Pádraig Harrington plunged from the penthouse to the basement in his very first competitive round since capturing the Honda Classic.

Pádraig Harrington goes from hero to zero after opening round 76 at Valspar Championship

Harrington was lying second last with a shock five over par 76 early on the opening day of the $US 5.9m Valspar Championship in Tampa Bay. He had returned to Florida’s Sunshine State buoyed by a play-off victory in capturing a second Honda Classic title that also ended a seven-year PGA Tour winning drought.

But 10 days on and Harrington is already staring at missing the cut on the Innisbrook Copperhead course. Harrington opened his round with a double bogey after finding rough well right of the fairway at the 10th from where he was forced to chip some 22 yards back out the fairway, and when he found the green in three, he three putted from 14 feet.

He then found himself three over par with a bogey at his second before the first of just three birdies in his round at the 14th at his fifth hole.
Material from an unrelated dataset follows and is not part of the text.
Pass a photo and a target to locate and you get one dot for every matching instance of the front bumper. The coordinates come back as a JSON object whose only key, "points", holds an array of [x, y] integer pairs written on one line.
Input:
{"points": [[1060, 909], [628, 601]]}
However after taming ‘The Bear Trap’ in winning the Honda Classic the triple major winner was stung at the ‘Snake Pit’, the three closing holes of the Valspar course, in taking bogey at his eighth and ninth holes.
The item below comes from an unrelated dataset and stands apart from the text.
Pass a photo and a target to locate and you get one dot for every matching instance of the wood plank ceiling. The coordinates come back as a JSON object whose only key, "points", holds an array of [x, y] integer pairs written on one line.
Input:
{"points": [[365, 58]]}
Harrrington managed to birdie his 10th but took a second double bogey of his round when he was in the rough and some 45-feet from the hole at the par three fourth or his 13th but then taking a further four shots to get up-and-down.
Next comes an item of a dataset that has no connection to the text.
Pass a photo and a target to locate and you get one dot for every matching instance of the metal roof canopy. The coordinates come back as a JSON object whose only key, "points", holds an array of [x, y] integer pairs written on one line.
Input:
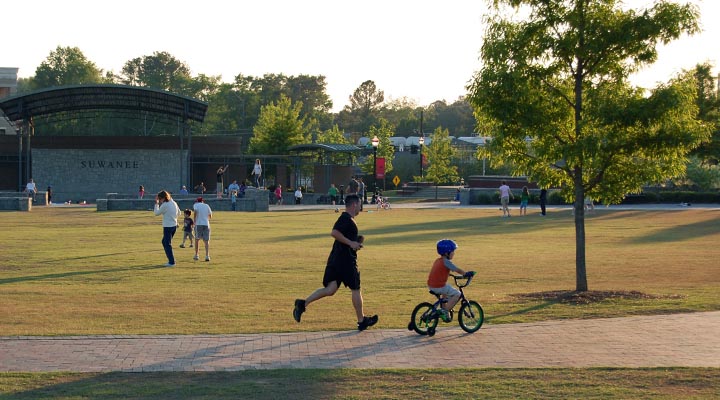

He posted a birdie at the next ahead of a bogey at his 16th.

Only fellow Open Champion, John Daly was lower on the leader board with the American shooting a 10-over par 81. And Daly’s been in hot water with the PGA Tour over slamming the Tour’s anti-doping procedures as a ‘joke’.

Daly is coming off a 10th place finish in last week’s Puerto Rico Open, and a first top-10 result in some three years.

However golf’s ‘grip it and rip it’ star let rip at the Tour over a drugs-testing policy he says advises players before they are to be tested, and thus given them time to clean up their act.

“So it’s not random; it’s a big a joke,” said Daly speaking on a radio programme. “This whole drug testing is a joke.”

“I know when I’m getting drug tested,” he said. “That’s sad . . . And for you dopers and all that crap on the PGA Tour, you know you’re getting drug tested, you got it made! And I’m tired of it.”

And Daly had a message for PGA Tour Commissioner Tim Finchem and the Tour’s Chief of Operations Andy Pazder.

“Andy Pazder, if you listen to this show, you and Tim Finchem get off your ass and get it right,” said Daly.

Meanwhile Denmark’s Morten Orum Madsen shot a hole-in-one in a remarkable eagle-eagle finish to claim a share of the lead at the Tshwane Open in South Africa.

England’s David Horsey matched his seven-under-par 63 to join him at the top of the leaderboard after the first round at Pretoria Country Club.